A sector of the Baby Boomers (born 1946-1964) who had viable working years left retired earlier than expected in the ‘Great Resignation.’ There are 3.2 million more retirees in 2020 than in 2019, surely more than predicted. The reports specifically state that the ‘health care system was the hardest hit with this (the “Resignation”). Nearly 20% of the healthcare workforce quit their jobs since 2020. I belong to the Generation X crowd (born 1964-1985), and true to its notoriety as a workaholic generation, I also wore the workaholism like a badge of honor. I provided for my patients, my family, my future, and darn it, that’s what makes the world go round! However, we Gen-X-ers are now sandwiched in between the Millennial Generation and are quietly watching our kids balance their work lives with their personal lives. And whereas medicine was once considered a profession of endless hours, endless on-call, work out of your home until the patients stop coming, house calls and nursing home care in the middle of the night, it is now considered a job, not necessarily a calling, by younger physicians. Forty hours is enough per week. I think I agree with them because my generation is tired. Medicine has become more corporate and employment-based (no longer the community offices in the neighborhoods) with mandates, higher work demands, less support staff, and more electronic health record patient email demands. The unsustainable level of burnout is the number one reason why 68% predicted shortage of physicians is predicted by 2025. There. I said it. We are burned out. We physicians were also recently left with bag standing face to face with patients who were sick and unable to be seen or properly managed, or worse, chastised by medical decisions they were making. These are straws that break the camel’s back when someone other than the physician is running interference with the sacred bond between the patient. I digress, but not really. The Millennials will not take it and the Generation X-ers have had enough, while the Baby Boomers are trying to squeak by with their retirements that are smaller from the shortened work span.

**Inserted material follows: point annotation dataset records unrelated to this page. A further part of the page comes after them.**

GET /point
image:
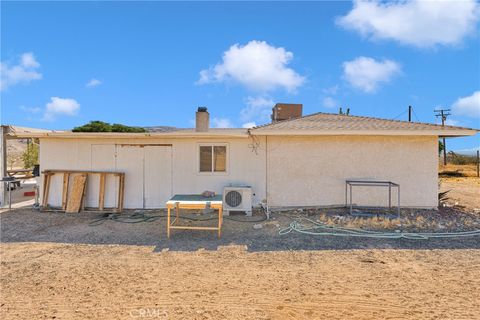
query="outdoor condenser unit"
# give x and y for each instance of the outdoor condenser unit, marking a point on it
(237, 199)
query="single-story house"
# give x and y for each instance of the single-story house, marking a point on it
(293, 161)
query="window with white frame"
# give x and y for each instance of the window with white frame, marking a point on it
(213, 158)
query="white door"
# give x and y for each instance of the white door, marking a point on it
(148, 175)
(103, 159)
(130, 160)
(158, 176)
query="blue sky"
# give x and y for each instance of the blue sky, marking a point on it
(154, 63)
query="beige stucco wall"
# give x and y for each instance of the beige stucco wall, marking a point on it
(311, 171)
(244, 166)
(300, 171)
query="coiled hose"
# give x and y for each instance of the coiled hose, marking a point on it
(320, 229)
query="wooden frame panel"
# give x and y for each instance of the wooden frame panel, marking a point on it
(66, 179)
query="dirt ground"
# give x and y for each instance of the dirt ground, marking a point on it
(81, 266)
(464, 191)
(60, 281)
(64, 266)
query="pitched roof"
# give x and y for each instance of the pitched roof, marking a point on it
(328, 123)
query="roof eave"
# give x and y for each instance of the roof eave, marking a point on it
(115, 135)
(439, 133)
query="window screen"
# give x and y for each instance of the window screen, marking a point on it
(213, 158)
(205, 159)
(220, 158)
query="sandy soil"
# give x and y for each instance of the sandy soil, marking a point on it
(41, 280)
(464, 191)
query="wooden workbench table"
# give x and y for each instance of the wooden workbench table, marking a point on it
(193, 202)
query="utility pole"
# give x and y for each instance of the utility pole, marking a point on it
(443, 113)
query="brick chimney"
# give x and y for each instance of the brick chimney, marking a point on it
(286, 111)
(202, 119)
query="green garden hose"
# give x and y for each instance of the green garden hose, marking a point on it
(320, 229)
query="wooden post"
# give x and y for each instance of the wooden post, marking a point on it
(66, 178)
(478, 163)
(101, 194)
(168, 221)
(3, 164)
(46, 188)
(220, 218)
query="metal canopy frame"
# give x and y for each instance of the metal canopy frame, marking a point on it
(349, 184)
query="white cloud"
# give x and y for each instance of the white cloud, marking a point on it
(257, 108)
(23, 72)
(28, 61)
(367, 74)
(329, 102)
(331, 90)
(468, 106)
(60, 106)
(93, 83)
(249, 125)
(221, 123)
(452, 122)
(419, 23)
(31, 109)
(256, 65)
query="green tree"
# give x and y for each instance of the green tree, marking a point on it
(30, 156)
(100, 126)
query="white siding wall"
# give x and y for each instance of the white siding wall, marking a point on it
(301, 171)
(244, 166)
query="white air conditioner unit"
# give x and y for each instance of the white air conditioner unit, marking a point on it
(237, 199)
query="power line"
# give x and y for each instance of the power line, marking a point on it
(443, 113)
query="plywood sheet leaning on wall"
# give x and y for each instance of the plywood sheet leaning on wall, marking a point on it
(74, 190)
(77, 193)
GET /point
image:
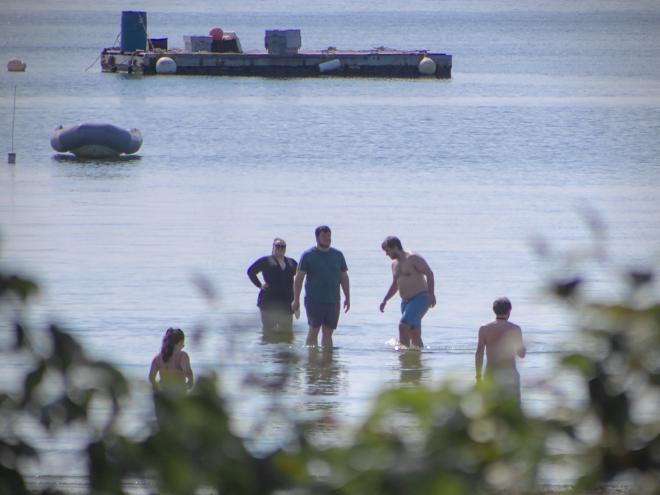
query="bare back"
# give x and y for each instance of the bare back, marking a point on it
(503, 342)
(175, 373)
(409, 273)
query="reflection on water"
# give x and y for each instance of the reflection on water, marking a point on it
(412, 369)
(324, 378)
(70, 158)
(277, 336)
(322, 372)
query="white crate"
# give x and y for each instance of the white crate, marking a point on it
(197, 43)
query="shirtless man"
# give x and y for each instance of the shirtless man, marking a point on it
(413, 278)
(502, 341)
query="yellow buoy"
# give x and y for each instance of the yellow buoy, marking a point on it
(16, 65)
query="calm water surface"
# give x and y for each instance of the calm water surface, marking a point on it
(550, 111)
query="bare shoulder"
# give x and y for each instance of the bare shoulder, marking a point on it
(515, 327)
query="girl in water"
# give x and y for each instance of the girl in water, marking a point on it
(172, 364)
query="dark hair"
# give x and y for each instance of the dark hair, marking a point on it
(172, 337)
(321, 228)
(502, 306)
(392, 241)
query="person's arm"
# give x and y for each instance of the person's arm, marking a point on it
(187, 370)
(425, 270)
(153, 371)
(394, 287)
(346, 287)
(479, 355)
(522, 350)
(256, 268)
(297, 289)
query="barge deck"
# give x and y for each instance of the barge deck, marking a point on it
(372, 63)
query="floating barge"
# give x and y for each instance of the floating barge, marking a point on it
(221, 55)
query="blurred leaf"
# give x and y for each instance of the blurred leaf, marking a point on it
(567, 288)
(18, 286)
(33, 380)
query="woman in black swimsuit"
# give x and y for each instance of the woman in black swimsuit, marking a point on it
(276, 290)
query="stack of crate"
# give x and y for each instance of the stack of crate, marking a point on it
(283, 42)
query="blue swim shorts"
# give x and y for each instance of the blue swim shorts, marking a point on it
(413, 309)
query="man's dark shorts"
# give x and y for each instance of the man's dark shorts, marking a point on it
(322, 314)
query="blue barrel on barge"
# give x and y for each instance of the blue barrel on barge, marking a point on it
(133, 31)
(225, 57)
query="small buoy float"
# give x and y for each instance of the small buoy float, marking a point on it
(216, 34)
(166, 65)
(16, 65)
(426, 66)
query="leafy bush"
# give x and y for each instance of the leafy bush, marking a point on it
(416, 440)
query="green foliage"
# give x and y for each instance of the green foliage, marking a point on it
(415, 440)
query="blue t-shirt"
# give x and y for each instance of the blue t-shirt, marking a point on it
(323, 269)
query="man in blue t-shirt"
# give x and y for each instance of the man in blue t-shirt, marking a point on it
(326, 271)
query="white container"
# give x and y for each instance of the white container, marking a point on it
(197, 43)
(166, 65)
(283, 42)
(330, 65)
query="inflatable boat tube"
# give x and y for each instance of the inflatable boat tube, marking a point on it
(96, 140)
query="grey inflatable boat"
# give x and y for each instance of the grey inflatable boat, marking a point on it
(96, 140)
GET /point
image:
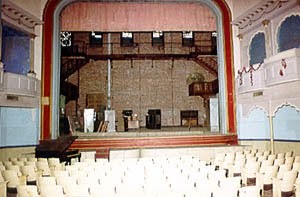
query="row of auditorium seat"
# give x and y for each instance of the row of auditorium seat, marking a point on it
(247, 173)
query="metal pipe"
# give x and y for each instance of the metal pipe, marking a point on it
(271, 134)
(271, 129)
(109, 72)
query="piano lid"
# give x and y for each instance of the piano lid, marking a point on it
(61, 144)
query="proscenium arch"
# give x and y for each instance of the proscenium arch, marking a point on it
(51, 65)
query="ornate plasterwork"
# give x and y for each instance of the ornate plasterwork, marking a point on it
(16, 16)
(262, 11)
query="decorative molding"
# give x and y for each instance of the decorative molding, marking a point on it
(16, 16)
(258, 12)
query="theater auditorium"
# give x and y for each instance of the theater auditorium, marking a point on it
(150, 98)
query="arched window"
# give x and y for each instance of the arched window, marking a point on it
(257, 50)
(288, 36)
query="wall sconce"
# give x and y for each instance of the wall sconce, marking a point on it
(265, 23)
(240, 36)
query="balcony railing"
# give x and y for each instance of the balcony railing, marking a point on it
(20, 85)
(281, 68)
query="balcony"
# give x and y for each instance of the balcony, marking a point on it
(251, 79)
(15, 84)
(283, 67)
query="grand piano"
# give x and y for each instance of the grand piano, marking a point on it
(58, 148)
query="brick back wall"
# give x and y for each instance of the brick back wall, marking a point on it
(140, 85)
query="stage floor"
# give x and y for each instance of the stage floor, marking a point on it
(166, 137)
(144, 132)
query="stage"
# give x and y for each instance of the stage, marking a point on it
(168, 137)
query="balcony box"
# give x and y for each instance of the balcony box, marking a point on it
(251, 79)
(283, 67)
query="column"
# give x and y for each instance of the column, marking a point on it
(268, 40)
(31, 59)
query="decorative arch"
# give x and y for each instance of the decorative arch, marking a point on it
(257, 48)
(51, 65)
(253, 108)
(287, 104)
(279, 28)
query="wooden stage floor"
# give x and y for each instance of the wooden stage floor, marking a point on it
(144, 138)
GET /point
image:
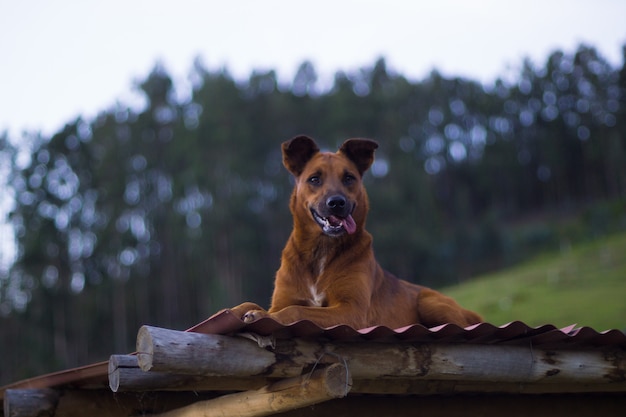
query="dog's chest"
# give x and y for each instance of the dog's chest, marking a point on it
(317, 298)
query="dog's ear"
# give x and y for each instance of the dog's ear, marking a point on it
(360, 151)
(297, 152)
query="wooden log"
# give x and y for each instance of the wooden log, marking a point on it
(285, 395)
(126, 375)
(200, 354)
(30, 402)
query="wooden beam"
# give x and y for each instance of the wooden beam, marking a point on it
(171, 351)
(126, 375)
(201, 354)
(30, 402)
(285, 395)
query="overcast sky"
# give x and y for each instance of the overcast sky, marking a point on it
(64, 58)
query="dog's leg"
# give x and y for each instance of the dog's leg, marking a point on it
(435, 309)
(242, 309)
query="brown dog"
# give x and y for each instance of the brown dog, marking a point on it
(328, 273)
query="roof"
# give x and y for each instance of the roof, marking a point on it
(224, 323)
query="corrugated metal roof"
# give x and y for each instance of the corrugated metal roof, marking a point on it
(515, 333)
(225, 322)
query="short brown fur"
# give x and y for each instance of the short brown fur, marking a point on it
(331, 277)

I know the costs of doing business escalated to the point that my once privately-owned practice in my hometown could not compete for nurses’ and support staff salaries and benefits while paying for the electronic health record that was mandated by insurers and systems. Keep in mind that in those early days, T1 lines had to replace modems, and computer terminals and software was purchased and not available in the “cloud.” It was a huge cost just to upgrade an office, and I had three. Folding into a health system was inevitable, but the lack of control of decision-making should not have been. Not all changes are necessarily bad, but an extremely skilled job that requires urgent and high-level decisions cannot be interfered by people who cannot understand the job of a physician. This was yet another strike in favor of physicians leaving stable-paying jobs to avoid diminishing credibility, low patient satisfaction, and reduced patient safety, certainly exacerbated in the pandemic.

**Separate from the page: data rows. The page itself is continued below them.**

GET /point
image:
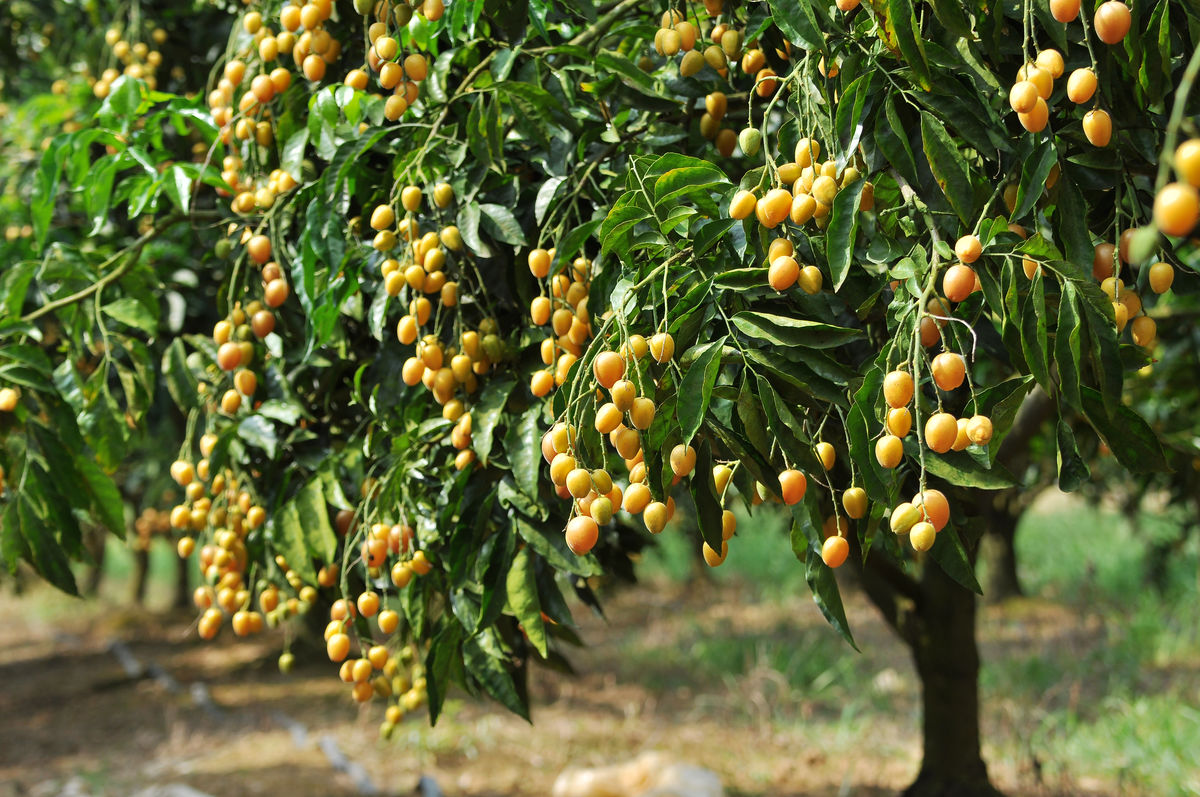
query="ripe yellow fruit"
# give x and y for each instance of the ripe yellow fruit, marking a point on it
(898, 388)
(1023, 96)
(792, 486)
(661, 347)
(1098, 127)
(834, 551)
(922, 535)
(1081, 85)
(979, 430)
(941, 430)
(1177, 209)
(899, 421)
(853, 501)
(889, 450)
(743, 204)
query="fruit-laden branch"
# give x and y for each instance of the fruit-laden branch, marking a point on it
(130, 253)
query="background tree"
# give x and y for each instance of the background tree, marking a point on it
(741, 249)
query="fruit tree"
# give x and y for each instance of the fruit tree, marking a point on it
(447, 304)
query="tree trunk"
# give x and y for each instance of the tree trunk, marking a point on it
(999, 550)
(943, 647)
(141, 570)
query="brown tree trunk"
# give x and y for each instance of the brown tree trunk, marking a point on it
(943, 647)
(141, 570)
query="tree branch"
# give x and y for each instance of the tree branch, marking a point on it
(130, 252)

Thought leaders in my business reported the risks and demands asked of us early in the pandemic when protective gear was scarce, and the deadliness of the virus was unknown. We were asked to potentially re-deploy and work in places outside of our specialties. In my case, I chose the ER, ICU, and acute care, knowing I needed to brush up and educate myself and assume risk because that’s what we do as physicians. I also was prepared to travel over an hour to another part of the state if the predicted wave of sick patients came. The same people who were mandating risk to the healthcare teams were working safely from home. Those of us who burned out, were forced to leave because of impossible contract demands and unfair play from administrative bullies, or feared for our reputations and ethical credibility, have decided to take simpler and more autonomous paths. Sadly, some physicians left the profession altogether. If I represent the usual physician in primary care, I can say that money may be the reason doctors stay employed for a while, but it is not enough in the long range to stay in impossible circumstances.
Have we seen younger generations applying and getting into medical school? Yes, indeed. The number of medical students has grown by 37% since 2002. And while we must nurture the current physician staff, we must also do so for the incoming students. The aging population is growing, and the incoming physicians are growing, but not fast enough to replace the exiting physicians. According to “Definitive Healthcare” the total Baby Boomer providers leaving the market is 91,059 compared to the Millennial Providers Entering the market of 24,992. Since educational debt is so high (four years of college and four years of medical school tuition), new physicians tend toward specialty care and migration to cities for higher pay, leaving the rural communities at a disadvantage.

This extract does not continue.